Округлив глаза, Мунтадир изобразил удивление:
– Да что ты говоришь.
Дара втянул воздух сквозь зубы, борясь с желанием вскипятить эмирское вино.
– Мы обратились с инициативой переговоров к другим племенам, но ни от кого не получили положительного ответа. – Дара припомнил переданные ему рапорты: верная своему слову, Манижа не допускала его ко двору, и теперь он был вынужден полагаться на пересказы третьих лиц. – Сахрейн порываются покинуть город на кораблях, которые сами и мастерят; тохаристанские разбойники перелезают через стены и обворовывают сады дэвов; а Агниванши повесили на мидане двух торговцев, пойманных за продажей зерна во дворец.

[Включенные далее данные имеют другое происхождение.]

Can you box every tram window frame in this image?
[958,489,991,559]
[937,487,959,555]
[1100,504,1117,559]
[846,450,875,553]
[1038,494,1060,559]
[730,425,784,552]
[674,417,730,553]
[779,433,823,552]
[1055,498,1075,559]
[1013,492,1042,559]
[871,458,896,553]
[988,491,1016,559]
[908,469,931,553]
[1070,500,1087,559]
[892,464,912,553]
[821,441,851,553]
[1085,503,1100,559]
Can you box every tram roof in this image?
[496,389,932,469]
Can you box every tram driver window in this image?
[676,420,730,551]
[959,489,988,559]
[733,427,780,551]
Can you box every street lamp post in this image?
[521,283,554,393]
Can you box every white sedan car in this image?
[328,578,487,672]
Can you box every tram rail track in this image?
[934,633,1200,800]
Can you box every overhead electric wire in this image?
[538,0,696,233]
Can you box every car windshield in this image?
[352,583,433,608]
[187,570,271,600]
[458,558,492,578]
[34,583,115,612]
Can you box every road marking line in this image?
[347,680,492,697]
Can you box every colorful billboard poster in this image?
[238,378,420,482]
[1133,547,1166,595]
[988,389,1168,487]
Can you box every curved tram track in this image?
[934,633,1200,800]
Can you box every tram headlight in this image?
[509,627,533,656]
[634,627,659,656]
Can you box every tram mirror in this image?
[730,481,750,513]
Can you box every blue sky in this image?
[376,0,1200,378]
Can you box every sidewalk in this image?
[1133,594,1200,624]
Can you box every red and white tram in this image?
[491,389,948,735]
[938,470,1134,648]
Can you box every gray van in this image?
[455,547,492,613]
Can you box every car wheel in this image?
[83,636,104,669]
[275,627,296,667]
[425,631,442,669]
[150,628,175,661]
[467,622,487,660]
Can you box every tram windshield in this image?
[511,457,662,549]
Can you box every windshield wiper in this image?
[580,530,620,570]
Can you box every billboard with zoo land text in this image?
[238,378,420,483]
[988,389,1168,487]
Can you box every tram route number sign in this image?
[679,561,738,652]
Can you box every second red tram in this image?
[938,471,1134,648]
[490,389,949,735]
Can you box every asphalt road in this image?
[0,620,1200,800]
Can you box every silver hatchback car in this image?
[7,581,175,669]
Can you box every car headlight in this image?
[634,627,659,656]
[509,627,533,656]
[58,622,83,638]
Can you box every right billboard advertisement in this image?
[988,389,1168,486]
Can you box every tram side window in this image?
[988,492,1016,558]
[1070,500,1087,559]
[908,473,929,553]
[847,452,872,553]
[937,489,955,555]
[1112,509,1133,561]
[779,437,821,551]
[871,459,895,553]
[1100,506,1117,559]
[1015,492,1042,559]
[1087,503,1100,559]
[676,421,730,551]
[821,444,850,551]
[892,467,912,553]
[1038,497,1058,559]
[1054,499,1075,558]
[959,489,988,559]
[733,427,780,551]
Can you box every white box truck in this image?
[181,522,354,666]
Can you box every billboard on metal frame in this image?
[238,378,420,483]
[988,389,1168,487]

Гезири и шафиты вооружились человеческим оружием и хотят развязать полноценную гражданскую войну.
Мунтадир поджал губы:
– А Аяанле?
– От них до сих пор ни слуху ни духу.
– Это должно обеспокоить вас больше, чем всё остальное.

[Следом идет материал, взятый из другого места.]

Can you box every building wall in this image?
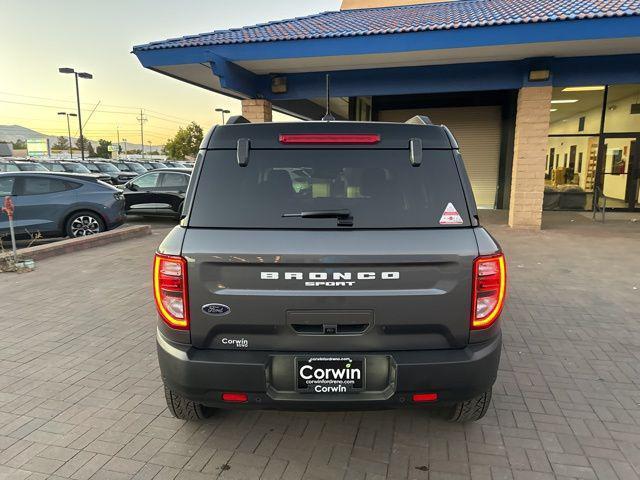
[340,0,447,10]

Он подождал, но Мунтадир не стал ничего объяснять, и Дара развел руками:
– И это все?
Мунтадир посмотрел на него неверящим взглядом.
– Дэвабад не мог пострадать сильнее, даже если бы ты буквально поднял город в воздух и потряс его. Этот город – охапка хвороста, и мой отец все годы своего царствования провел, затаптывая дым, прежде чем тот успевал разгореться в пожар, только для того, чтобы вы с Манижей пришли, залили весь город океаном масла и разожгли тысячу костров. И это все до того, как исчезла магия. Чего же ты ожидал?
– Что ты поможешь мне все исправить.
Эмир выпрямился, весь его юмор испарился.
– Я не собираюсь тебе помогать. Каве и Манижа убили моего отца и еще тысячу Гезири. Ваш план, провал которого ты оплакиваешь, был направлен на уничтожение моего народа. Я видел, как ты пытаешься поработить моего брата. Удача оказалась не на вашей стороне, и теперь я должен вам помогать? Ни за что. Если во всем этом и есть какой-то светлый проблеск, так это радость от осознания, что вас и самих ждет не менее фееричный конец.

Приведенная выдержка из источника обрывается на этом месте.